# High Tempo Operations keep the |Taliban on run



## Old Sweat (12 Aug 2009)

The following article from the 12 August 2009 edition of the Ottawa Citizen under the fair comment provisions of the Copyright Act.

High-tempo operations keep Taliban on run

Canadian troops living amongst population to force insurgents out

By Matthew Fisher, Canwest News Service August 12, 2009

Canadian troops have moved into several villages to the southwest of Kandahar City in the past few days to live among the population and be much closer to the heart of the Taliban insurgency.

The move to have troops dwell in small communities, such as Zhalakhan and Baladay, coincides with orders by U.S. Gen. Stanley McChrystal, the new commander of all NATO forces in Afghanistan appointed by President Barack Obama, to focus on populated areas in order to separate the Taliban from the wider population.

The general's directive to "clear, hold and build" fits with training that the Quebec-based Royal 22nd Regiment Battle Group did in Canada before deploying to Afghanistan this spring.

"The population is the key," said Maj.
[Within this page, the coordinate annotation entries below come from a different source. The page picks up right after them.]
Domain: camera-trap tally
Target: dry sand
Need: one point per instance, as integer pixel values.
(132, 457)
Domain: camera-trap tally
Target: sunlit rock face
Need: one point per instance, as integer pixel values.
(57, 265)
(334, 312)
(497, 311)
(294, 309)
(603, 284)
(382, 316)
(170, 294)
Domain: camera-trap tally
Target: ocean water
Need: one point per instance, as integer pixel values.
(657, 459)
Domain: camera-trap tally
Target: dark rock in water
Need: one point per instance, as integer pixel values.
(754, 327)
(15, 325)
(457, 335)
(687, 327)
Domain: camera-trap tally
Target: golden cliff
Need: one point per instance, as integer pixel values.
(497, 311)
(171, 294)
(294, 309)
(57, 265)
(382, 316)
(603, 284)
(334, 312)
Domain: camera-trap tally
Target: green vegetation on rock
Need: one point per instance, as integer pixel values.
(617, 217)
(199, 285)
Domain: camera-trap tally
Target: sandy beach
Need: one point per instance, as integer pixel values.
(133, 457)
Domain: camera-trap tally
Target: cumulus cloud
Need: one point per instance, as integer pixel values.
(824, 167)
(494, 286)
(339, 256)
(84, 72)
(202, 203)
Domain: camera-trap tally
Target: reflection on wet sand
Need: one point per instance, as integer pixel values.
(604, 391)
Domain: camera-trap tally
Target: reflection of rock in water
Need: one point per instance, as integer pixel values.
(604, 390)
Stephane Briand, the battle group's chief of operations. "We go into hot spots to render the enemy uncomfortable. When we hold that terrain they must move somewhere else."

The strategy had already reaped some benefits, according to Capt. William Girard, the Van Doos' plans officer.

"When we live with villagers we gain their confidence," he said. "They come, for example, and tell us if the insurgents had come to them in the night."

The latest initiatives in the volatile Zhari District, including an operation that ended Sunday, which involved more than 500 Afghan and Canadian forces, are part of a fast operational pace on which Canada's Brig.-Gen. Jon Vance has had the Van Doos and his other troops since before the onset of the searing Afghan summer several months ago.

In all, there have been 38 Task Force Kandahar-directed major operations since early this year.

The Van Doos and other troops such as combat engineers, artillery gunners and a reconnaissance squadron from Quebec, as well as tanks from Alberta, have launched two dozen operations involving 100 or more soldiers at a time, as well as more than 50 smaller operations.

"We started very early with a high tempo of large operations to try to knock the insurgency off its game as it tried to transition into what we call the fighting season," Vance said.

"We selected large operations because we wish to ensure that the insurgents would flee and required sufficient forces to deal with that ...

"The nature of the insurgency now is such that it (is) in positions quite close to population centres or in them and we need to work quickly to the get them out and relieve the population."

Several new wrinkles in the military situation in Kandahar had permitted the Van Doos to be more uptempo than the six Canadian battle groups that preceded them.

Forward operation bases are now guarded by private security contractors, a U.S. infantry battalion is now working alongside the Van Doos and the arrival of Canadian helicopters early in the year makes it easier to move troops and supplies around.

These changes have allowed the Van Doos to operate company-sized missions with 120 or 130 men, rather than half that number as had often been the case in the past.

Still, maintaining a high tempo in austere outposts has not been easy for infantry who march into the desert loaded down with as much as 50 kilograms of gear that includes body armour, radios, batteries, ammunition, food and water.

The Canadians have also become used to the rhythms of desert warfare. Between 11 a.m. and 3 p.m., "our tempo diminishes and so does the enemy's," the major said. "Soldiers often maintain a defensive posture and look for shade."

Being forward deployed on constant operations among the local population is part of a learning process that is producing results, Girard added.

"We see certain signs of success," he said. "We have disrupted them where they were previously secure, so they are not able to plant as many IEDs. We cannot be sure, but there are many indications that lives have been saved."


----------